/binCynth

Synthesizing black boxed library functions via symbolic execution and component based synthesis.

Primary LanguagePython

binCynth

Synthesizing black boxed library functions via symbolic execution and component based synthesis. This has been tested on Ubuntu 20.04 LTS.

What This Tool Provides

In this project we provide a tool which synthesizes functions which can be called from a binary blob.

It takes the following input

  1. A binary
  2. Input examples for a specific library function call
  3. A wrapper to call our library function

And produces the following output

  1. Synthesized C functions in the form of SSA components

An Example

Suppose we wish to synthesize the following C function modify_stuff, it also uses another function modify_stuff2 which the user is unaware of.

int modify_stuff2(int a){
    return a + 1;
}
int modify_stuff(int a, int b){
    a = modify_stuff2(a);
    return 2 * modify_stuff2(a) + b;
}

The user will then generate input output examples by calling modify_stuff on their own. The user is assumed to know the input types and return types of the library function modify_stuff An example text file will look like the following.

int32,52,int32,86,
int32,27,int32,95,
int32,3,int32,21,
...

This is a CSV where all even columns represent the input type, and the odd columns will represent the value.

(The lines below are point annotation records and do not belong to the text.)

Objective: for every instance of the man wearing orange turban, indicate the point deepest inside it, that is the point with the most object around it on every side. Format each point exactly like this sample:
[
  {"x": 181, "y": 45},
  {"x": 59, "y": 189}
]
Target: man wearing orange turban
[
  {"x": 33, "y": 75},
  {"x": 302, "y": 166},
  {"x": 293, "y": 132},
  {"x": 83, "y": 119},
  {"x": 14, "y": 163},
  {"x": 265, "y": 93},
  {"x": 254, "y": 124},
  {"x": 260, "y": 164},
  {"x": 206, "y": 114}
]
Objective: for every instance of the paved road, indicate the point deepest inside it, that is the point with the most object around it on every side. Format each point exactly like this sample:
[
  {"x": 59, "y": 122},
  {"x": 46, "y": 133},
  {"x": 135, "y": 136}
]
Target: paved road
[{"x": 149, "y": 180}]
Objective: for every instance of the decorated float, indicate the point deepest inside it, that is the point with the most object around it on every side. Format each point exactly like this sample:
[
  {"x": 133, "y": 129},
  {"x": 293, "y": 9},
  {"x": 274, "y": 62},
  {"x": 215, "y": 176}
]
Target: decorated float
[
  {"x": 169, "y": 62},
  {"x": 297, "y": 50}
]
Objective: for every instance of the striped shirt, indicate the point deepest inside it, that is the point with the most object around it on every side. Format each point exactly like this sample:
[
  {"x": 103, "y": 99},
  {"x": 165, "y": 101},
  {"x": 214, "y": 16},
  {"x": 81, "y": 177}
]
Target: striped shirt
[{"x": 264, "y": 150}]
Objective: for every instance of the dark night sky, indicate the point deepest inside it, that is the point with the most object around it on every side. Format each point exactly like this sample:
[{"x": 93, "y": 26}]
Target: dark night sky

After that the user will write an additional wrapper function for our synthesis engine to analyze. The input variables to the library call do not need to be initialized our tool will do that for the user during analysis.

#include "modify_stuff.h"
int main(){
  int a;
  int b;
  return modify_stuff(a, b);
}

After compiling this wrapper, run main.py. It will prompt the user for the location of the examples, and the binary to analyze. Synthesized functions will be placed in synth_engine/components.cpp.

int synthed_4(int in_1){
	int out_0 = int_add(1, in_1);
	return out_0;
}
int synthed_5(int in_1,int in_2){
	int out_0 = int_add(4, in_2);
	int out_1 = int_add(in_1, out_0);
	int out_2 = int_add(in_1, out_1);
	return out_2;
}

Dependencies

We use the symbolic engine Triton (https://github.com/JonathanSalwan/Triton). Please follow the install instructions to install it on your system. Additionally, please make sure to install the newest version of Capstone (https://github.com/aquynh/capstone) which Triton depends on. The version found on package managers may be out of date (apt's is outdated Ubuntu 20.04 LTS)

To load binaries into Triton we also use LIEF (https://github.com/lief-project/LIEF). Please follow the install instructions to install it on your system.

Files and Folders

Root

main.py is the wrapper to all the components of the system.

equivalence

This folder contains files relating to the equivalence checking of 2 binaries.

  1. equivalence/equivalence_test.py

gen_ex

This folder contains files relating to the generation of examples from the binary we wish to synthesize functions from.

  1. gen_ex/execution_info.py: Stores the information of each function during execution
  2. gen_ex/func_extraction.py: Contains the FunctionExtractor class
  3. gen_ex/io_example.py: Contains a class representing an IO example for the binary we wish to synthesize functions from

synth_engine

This folder contains the files for the synth_engine

  1. synth_engine/component_state.cpp/hpp: Contains the ComponentState class which stores the different permuations of a component we wish to test
  2. synth_engine/components.cpp/hpp: Components and constants relating to how we treat components
  3. synth_engine/engine.cpp/hpp: Contains the Engine class which is the synthesis engine and other functions such as example parsing.
  4. synth_engine/main.cpp: The main level call to the Engine
  5. synth_engine/synth_state.cpp/hpp: Contains the SynthState class which represents a choice of components to use. This is then further used to execute the components and determine if they match the input output examples.

tests

This folder contains some tests that were used in development. One can think of them as examples.